About a third of the way through Montezuma's Ferrari, the reader suddenly encounters a little magazine called 'Autoweak' that has been inserted into the binding. The magazine consists almost entirely of ads (but then again, most magazines do), interspersed with pictures of the cars that feature in the book. This may sound highly intrusive, and some purists may consider the inclusion of advertising in a novel almost sacrilegious, but in fact it is neither. Actually, the care with which it had been put together, coupled with the fact that most sponsors used period-style advertisements, served to contribute to the overall atmosphere of the book.
This is apparently the first novel ever to employ such an approach to pay for itself, and while I'm not sure that it will ever become widely used, I think that it proved to be a great idea in this case. Apparently I'm not the only one to think so either, for the book recently received a Benjamin Franklin Award (a sort of American literary version of an Academy Award). My only regret is that the 'scoop photo' of the Humber Super Snipe GT on the front cover wasn't a little clearer - now that's a car I'd like to see!
For the benefit of those who haven't read 'The Last Open Road', I've included an excerpt from the new book to give you some idea of the flavour of Levy's writing. This passage sees the cars lined up on the grid for the start of the 12-hour race at Sebring:
"...the race cars sat there, glistening in the sun, while the crowd pressed in against the fences and their drivers stood in their stupid little painted circles, fidgeting with their chinstraps or tugging at the wrists of their driving gloves or checking the hands on wristwatches that never seemed to move. There were only a handful of moments to go, and I swear the closer we got to straight up noon, the quieter everything got. In fact, if you listened past the rush of the air up your nostrils, you could hear your own heartbeat...
'Thirty seconds,' Captain Eyston said into his microphone, and you could almost see the sparkplug banners flutter from the mass intake of breath.
'Twenty.'
At the far end of pit lane, I herd a socket wrench fall and roll across the concrete. From the sound, I'd guess it was a 14mm or a 9/16ths deepwell.

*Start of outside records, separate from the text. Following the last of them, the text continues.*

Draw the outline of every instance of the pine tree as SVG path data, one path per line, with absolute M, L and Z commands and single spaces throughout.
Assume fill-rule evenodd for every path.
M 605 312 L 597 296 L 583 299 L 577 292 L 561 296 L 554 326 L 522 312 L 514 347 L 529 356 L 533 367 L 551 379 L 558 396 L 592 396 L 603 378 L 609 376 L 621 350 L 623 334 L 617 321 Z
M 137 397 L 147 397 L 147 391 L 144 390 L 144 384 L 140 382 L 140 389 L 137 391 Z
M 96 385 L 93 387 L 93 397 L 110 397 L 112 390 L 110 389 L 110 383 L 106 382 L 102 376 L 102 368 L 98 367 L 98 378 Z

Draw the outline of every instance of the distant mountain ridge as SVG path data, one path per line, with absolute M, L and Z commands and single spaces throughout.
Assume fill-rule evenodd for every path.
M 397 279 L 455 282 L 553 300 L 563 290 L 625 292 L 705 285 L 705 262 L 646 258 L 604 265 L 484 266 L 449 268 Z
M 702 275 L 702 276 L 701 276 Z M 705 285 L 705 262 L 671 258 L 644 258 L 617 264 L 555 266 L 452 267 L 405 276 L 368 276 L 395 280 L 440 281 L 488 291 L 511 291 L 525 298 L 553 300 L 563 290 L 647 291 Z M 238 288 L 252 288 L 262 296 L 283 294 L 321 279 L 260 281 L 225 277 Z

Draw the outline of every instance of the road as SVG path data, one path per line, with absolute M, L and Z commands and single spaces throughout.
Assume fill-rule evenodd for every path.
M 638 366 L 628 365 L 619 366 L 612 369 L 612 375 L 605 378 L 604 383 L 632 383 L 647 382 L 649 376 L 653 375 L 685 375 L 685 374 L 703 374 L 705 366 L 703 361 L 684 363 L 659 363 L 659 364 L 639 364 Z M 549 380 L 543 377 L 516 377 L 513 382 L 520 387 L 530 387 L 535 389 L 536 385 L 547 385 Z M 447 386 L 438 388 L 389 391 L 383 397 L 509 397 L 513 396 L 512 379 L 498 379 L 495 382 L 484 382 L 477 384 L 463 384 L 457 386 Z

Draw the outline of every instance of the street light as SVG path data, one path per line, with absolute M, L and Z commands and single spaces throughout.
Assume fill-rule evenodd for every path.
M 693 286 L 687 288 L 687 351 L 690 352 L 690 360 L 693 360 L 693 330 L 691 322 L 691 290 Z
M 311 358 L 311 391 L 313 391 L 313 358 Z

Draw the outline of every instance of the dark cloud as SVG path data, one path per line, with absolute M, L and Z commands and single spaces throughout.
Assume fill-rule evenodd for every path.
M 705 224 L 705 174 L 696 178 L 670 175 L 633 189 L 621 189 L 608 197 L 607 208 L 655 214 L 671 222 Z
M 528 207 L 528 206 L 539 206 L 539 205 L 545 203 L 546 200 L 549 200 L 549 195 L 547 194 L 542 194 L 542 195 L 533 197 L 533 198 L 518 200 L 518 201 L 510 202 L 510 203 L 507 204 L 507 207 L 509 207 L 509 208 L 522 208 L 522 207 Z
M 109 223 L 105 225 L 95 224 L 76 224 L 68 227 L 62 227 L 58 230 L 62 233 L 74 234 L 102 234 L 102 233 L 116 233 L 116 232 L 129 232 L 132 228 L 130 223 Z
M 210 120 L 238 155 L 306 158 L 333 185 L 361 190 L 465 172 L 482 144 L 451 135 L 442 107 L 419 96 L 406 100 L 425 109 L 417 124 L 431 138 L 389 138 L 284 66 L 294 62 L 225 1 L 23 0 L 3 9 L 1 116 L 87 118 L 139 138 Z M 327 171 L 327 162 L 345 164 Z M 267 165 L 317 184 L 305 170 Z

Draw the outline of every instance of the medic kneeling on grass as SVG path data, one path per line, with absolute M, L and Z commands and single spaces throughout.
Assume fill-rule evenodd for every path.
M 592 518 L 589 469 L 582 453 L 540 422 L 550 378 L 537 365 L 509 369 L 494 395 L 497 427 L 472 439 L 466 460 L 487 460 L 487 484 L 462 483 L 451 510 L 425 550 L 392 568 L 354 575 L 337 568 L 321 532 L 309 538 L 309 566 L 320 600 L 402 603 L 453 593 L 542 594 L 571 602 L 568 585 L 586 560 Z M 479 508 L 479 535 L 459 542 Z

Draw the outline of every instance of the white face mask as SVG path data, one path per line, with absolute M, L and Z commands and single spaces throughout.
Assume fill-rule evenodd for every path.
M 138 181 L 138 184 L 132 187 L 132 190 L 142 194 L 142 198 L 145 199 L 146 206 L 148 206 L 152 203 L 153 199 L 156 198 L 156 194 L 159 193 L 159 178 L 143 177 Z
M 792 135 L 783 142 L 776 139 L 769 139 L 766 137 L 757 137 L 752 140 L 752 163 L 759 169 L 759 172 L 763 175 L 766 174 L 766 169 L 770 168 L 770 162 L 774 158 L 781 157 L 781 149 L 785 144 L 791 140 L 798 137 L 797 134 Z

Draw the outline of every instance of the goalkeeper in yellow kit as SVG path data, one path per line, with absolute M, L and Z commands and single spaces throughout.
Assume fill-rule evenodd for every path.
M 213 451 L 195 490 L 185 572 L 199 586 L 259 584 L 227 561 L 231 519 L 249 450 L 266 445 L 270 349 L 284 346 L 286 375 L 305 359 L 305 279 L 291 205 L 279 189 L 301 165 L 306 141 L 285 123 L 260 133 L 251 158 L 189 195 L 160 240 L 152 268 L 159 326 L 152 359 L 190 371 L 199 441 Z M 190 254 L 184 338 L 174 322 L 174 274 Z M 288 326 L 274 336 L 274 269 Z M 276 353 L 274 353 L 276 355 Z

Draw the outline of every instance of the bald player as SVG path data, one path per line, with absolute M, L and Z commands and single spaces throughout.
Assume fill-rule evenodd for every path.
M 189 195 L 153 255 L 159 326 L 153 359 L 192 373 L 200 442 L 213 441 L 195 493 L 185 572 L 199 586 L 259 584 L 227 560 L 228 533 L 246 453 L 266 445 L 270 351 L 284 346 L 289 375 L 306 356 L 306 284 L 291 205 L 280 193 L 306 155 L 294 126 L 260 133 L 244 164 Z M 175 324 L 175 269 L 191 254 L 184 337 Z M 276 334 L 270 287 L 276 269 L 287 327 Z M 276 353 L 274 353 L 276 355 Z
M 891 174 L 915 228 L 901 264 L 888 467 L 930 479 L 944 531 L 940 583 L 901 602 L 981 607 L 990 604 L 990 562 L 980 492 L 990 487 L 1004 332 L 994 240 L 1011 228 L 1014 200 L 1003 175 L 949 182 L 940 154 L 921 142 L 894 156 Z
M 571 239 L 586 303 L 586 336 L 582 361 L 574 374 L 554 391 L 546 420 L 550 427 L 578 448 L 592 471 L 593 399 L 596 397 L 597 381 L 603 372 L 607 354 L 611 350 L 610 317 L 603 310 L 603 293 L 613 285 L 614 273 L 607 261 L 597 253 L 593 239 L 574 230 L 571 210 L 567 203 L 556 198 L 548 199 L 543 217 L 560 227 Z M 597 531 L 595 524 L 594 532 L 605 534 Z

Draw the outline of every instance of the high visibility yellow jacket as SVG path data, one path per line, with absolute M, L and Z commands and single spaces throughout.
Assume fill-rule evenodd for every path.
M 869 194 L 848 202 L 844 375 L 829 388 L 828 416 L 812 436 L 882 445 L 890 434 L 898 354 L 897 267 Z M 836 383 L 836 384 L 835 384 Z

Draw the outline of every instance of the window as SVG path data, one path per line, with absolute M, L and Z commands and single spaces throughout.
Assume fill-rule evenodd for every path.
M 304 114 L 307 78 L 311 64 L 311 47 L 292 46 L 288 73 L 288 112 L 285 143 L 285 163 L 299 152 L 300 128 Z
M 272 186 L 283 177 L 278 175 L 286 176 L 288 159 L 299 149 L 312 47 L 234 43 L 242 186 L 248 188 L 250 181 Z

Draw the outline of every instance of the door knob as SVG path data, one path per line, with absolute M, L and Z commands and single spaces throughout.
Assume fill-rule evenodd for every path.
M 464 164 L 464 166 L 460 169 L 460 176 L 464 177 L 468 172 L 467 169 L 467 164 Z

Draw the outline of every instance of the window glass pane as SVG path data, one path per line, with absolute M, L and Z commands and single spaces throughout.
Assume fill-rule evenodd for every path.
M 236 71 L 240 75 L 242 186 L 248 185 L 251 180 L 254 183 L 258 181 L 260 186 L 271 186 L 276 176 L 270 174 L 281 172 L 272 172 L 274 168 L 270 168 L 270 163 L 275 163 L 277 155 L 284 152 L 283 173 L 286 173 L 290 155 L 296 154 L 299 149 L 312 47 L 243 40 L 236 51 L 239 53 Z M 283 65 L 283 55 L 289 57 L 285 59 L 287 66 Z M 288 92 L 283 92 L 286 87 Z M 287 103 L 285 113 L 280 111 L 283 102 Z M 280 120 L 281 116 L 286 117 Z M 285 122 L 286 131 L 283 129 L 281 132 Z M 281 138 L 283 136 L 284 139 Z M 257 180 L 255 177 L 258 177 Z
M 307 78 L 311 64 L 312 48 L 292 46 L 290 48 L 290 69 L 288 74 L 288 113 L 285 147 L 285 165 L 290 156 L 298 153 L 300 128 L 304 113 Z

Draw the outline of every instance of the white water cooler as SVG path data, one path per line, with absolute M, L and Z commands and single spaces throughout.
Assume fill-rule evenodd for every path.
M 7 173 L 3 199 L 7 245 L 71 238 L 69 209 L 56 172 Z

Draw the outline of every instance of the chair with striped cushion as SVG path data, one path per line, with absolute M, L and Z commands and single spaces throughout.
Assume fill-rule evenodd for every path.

'Ten...nine...eight...seven...'
Somewhere between 'four' and 'three' I noticed the first tiny flinch of movement, but before you could really catch who it was, the stampede was on. It looked a little strange, really, these guys in goggles, gloves, and helmets scampering hell-for-leather across an airport runway and jumping into their race cars. But that all changed when the patter of little feet became the grind of starter motors and then this avalanche of sound as one engine fired and then another and then absolute bedlam as the whole field exploded away in a shock wave of rubber smoke and Castrol fumes." (p.243).
'The Last Open Road' saw Levy really raise the bar as far as motorsport fiction goes, and 'Montezuma's Ferrari' sees the standard climb a couple of notches further. If you read any novels at all then this book is really a necessity, simply because motorsport fiction doesn't get any better than this. The writing, setting, and plot are all brilliant. Plus, at just under four hundred pages of text, you're getting plenty of hours of reading for your money. If you can, try to buy both books in the series, because you really will enjoy 'Montezuma's Ferrari' more if you have read 'The Last Open Road' first. If not, then 'Montezuma's Ferrari' is still a very worthy acquisition, and one that I think will appeal to anybody who harbours any interest in racing at all.